Cloud storage still the biggest project planned in data storage in 2023, with disaster recovery the most important area in data protection cited by TechTarget/Computer Weekly survey respondents

Public cloud storage deployments are by far the biggest storage priority for organisations in the UK and Ireland in 2023, with 32% declaring their intention to deploy it in the next 12 months.

Meanwhile, 37% named disaster recovery as their top data protection-related project for 2023.

That’s according to respondents to the TechTarget/Computer Weekly IT Priorities Survey for 2023, conducted in late 2022, which asked about spending plans and projects for this year.

The research questioned 156 technology decision-makers in the UK and Ireland. Of these, 30% were IT managers and 33% were senior IT leaders such as C-level and directors. Industries represented include education, financial services, healthcare, government and internet providers. The biggest proportion (32%) worked in companies of between 1,000 and 10,000 people.
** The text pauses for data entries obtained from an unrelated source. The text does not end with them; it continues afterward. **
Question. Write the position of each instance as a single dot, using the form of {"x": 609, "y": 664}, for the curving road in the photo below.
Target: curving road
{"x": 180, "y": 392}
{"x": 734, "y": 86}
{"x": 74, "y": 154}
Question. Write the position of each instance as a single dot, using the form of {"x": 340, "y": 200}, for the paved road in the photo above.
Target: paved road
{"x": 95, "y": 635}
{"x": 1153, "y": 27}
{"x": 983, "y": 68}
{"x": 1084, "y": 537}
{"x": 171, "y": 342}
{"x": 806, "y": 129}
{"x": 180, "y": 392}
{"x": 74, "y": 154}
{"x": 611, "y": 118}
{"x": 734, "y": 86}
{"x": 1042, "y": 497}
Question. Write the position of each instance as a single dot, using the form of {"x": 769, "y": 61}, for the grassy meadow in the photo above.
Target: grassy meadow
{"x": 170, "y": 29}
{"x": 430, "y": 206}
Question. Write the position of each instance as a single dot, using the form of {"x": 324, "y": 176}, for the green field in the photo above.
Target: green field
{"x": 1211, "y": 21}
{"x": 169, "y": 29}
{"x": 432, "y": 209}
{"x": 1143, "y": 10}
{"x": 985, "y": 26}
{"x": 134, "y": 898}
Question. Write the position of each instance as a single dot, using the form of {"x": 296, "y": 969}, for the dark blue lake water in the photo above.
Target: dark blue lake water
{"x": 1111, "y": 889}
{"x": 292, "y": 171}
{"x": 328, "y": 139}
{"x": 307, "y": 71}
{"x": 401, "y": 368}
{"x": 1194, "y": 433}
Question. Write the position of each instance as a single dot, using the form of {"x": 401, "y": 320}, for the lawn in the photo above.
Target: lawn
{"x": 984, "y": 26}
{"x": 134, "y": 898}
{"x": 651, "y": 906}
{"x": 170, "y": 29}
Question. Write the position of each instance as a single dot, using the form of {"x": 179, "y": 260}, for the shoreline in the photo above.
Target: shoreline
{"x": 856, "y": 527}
Despite its prominence, cloud storage has lessened as a priority since last year, when it was top of the list of storage projects for 42%.  

Traditional storage is not dead, it seems, with storage area network deployments indicated as a priority project by 16% of respondents to storage-related questions. Behind that came software-defined storage (11%), network-attached storage (11%), flash storage (11%) and hyper-converged infrastructure (10%).

Also of interest in data storage in terms of much-talked-about subjects is that 6% said they plan to deploy object storage, while 5% plan to roll out computational storage.

When asked specifically about data protection, 37% listed disaster recovery (DR) as a top project priority, followed by data governance, risk and compliance (23%), ransomware protection (19%), data archiving (19%) and virtual machine (VM) backup (18%).

Meanwhile, of interest and in keeping with the push to cloud is that 16% plan to deploy backup as a service. Also, 6% plan container backup deployments and, as evidence it’s not dead, 2% plan to deploy tape in 2023.

The big picture backdrop to all this is that 44% of survey respondents said their organisations would increase IT budgets this year – up from 40% in 2022 – while the same percentage (44%) described themselves as “cloud-first”, with DevOps as the predominant mode of application development.

All of this comes as data volumes are increasing, which is driving investment in data management, backup and security. The result is that artificial intelligence (AI) and such forms of automation are increasingly being looked to as means of keeping up with complex environments.

When asked about infrastructure investment plans, hybrid cloud came top, indicated by 34% of respondents. Containers and container management – which would include container storage and backup provisioning – was third on the list, with 18% saying it would be a 2023 priority.

While security and risk is the technology area drawing the keenest attention – 51% gave it as their main area of focus – cloud, infrastructure and operations (which includes storage and backup) came in second at 45%.

With the upsurge of ransomware threats, cyber security has understandably become more important, and 57% of respondents said that was the case. Cloud – including cloud storage – was the second most important in terms of increased focus.

When asked what technology areas had become significantly more important in the past two years, cyber security was top (63%, a 14% increase on 2022), cloud came second (44%, +13%), while data management and governance has seen a huge upsurge (41%, +57%).